Op de B-kant wordt de zouteloze pop nog even voortgezet, maar als de liedjes van gitarist Chris Stein op zijn, val ik in de tweede verbazing. Want verrek, ze konden het nog wel: er volgen drie liedjes van toetsenist Jimmy Destri waarop een band klinkt in plaats van een studioproject, drie maal fris:
Danceway,
Find the Right Words en
English Boys, plus een sterke cover van
The Hunter Gets Captured by the Game, een mij onbekend liedje van soulzanger Smokey Robinson.
Herhaaldelijk draaien doet soms liedjes groeien. Ik heb het geprobeerd.
Dragonfly wordt beter, maar is met z’n zes minuten te lang. Verder klinken vooral magere ideeën, waarbij
The Beast met z'n vierkante rock en cliché-gitaarsolo juist de ergernis doet groeien.
Op de hoes van de 2001-cd-heruitgave is producer Mike Chapman
openhartig over de verdampte inspiratie. Tegelijkertijd heeft hij ook boter op z’n hoofd, want is hij niet medeverantwoordelijk voor deze popsound?

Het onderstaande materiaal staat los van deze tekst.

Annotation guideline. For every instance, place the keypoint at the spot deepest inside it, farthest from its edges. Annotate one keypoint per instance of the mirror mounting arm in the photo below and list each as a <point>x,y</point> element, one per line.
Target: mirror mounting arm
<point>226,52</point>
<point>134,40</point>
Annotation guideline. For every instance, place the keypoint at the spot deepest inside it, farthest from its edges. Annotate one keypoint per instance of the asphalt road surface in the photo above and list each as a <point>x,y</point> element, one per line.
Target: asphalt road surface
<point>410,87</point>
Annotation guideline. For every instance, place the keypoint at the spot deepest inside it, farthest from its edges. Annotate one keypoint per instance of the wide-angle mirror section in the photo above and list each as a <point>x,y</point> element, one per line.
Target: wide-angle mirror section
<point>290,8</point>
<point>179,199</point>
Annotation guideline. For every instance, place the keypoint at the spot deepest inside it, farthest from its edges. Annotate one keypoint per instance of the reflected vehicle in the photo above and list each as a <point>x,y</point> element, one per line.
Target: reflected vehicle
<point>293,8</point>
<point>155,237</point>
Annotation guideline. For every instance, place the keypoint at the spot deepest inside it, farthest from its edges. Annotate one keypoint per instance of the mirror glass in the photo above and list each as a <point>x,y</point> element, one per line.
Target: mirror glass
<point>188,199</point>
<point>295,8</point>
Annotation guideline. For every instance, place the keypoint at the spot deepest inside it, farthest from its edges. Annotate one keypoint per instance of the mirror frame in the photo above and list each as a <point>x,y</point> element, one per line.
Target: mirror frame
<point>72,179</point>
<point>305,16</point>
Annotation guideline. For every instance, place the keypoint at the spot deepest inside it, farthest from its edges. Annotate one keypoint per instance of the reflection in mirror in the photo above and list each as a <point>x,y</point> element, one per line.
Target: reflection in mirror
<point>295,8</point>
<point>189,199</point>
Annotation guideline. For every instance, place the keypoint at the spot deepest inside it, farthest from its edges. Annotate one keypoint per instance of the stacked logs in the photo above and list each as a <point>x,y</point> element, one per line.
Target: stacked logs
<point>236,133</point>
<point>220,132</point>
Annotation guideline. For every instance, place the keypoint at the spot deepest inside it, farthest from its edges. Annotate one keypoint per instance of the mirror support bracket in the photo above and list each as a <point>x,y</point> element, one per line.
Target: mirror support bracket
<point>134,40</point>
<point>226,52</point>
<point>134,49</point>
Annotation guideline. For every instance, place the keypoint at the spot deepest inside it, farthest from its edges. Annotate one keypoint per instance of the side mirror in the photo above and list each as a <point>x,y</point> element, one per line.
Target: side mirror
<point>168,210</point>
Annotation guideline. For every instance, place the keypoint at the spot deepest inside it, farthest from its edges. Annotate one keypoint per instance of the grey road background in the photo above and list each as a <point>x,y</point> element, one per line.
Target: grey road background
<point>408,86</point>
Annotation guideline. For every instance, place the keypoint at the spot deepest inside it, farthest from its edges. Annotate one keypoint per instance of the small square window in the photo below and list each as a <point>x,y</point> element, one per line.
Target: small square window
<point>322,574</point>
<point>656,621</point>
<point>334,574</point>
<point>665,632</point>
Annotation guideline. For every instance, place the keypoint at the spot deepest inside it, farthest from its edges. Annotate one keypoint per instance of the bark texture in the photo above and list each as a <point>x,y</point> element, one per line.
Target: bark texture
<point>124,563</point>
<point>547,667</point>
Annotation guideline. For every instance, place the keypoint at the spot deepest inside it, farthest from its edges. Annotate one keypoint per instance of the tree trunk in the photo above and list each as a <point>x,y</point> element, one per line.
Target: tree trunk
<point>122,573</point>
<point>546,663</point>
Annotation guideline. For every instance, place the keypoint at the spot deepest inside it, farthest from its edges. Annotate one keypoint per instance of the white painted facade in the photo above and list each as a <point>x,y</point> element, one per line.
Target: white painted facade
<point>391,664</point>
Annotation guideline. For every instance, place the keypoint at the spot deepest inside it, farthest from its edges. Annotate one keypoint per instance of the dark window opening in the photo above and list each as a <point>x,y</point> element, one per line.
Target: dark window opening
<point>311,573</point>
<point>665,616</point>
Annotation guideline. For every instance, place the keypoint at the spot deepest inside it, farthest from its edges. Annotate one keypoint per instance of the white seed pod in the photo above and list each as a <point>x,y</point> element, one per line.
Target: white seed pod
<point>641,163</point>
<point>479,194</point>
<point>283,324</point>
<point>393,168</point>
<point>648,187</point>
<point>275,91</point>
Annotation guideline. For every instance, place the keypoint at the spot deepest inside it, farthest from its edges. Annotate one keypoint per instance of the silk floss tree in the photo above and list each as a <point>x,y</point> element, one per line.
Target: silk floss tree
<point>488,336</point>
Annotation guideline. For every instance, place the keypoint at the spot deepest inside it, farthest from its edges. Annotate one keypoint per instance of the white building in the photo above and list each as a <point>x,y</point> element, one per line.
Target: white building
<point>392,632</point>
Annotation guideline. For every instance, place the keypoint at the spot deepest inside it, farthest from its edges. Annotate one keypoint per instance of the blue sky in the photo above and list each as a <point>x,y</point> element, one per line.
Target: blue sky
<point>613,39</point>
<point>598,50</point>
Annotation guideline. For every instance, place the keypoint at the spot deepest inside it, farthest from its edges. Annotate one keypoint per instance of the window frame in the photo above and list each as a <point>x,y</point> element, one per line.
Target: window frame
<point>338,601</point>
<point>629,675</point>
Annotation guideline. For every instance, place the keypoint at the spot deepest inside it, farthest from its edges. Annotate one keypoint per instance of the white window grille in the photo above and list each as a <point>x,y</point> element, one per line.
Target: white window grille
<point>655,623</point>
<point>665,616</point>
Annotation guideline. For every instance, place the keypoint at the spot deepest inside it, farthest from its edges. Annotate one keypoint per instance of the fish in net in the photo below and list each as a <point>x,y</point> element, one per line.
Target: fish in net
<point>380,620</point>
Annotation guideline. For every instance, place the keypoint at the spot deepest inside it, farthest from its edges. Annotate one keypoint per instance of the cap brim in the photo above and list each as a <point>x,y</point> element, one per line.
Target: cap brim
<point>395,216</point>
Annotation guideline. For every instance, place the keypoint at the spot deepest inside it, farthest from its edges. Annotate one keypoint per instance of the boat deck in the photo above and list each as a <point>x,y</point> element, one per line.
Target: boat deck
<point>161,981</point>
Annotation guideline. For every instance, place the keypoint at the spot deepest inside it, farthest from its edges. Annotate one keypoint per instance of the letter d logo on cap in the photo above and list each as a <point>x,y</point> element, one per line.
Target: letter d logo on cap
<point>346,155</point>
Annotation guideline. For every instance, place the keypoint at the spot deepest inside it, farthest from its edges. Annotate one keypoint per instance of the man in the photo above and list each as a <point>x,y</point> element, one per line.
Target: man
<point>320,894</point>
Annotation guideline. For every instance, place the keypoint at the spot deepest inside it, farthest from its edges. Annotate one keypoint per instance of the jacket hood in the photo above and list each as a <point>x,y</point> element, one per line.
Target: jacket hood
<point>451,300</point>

Slechts een half jaar na de release, november 1982, maakte de band bekend ermee te stoppen. Dit door een combinatie van factoren die je bij tal van artiesten eveneens tegenkomt: uitputting, een ongezond gebruik van recreatieve genotsmiddelen en slecht management. Je hoort er iets van terug in de teksten, waarin Stein openhartig is over de tol van roem.
Toen de band eind jaren ’90 terugkeerde was ik nieuwsgierig: de band bleek nog altijd een plekje in mijn hart te hebben. Als ik
Hunter vanaf het achtste nummer beluister, weet ik onmiddelijk waarom en daarmee houd ik een prima EP over.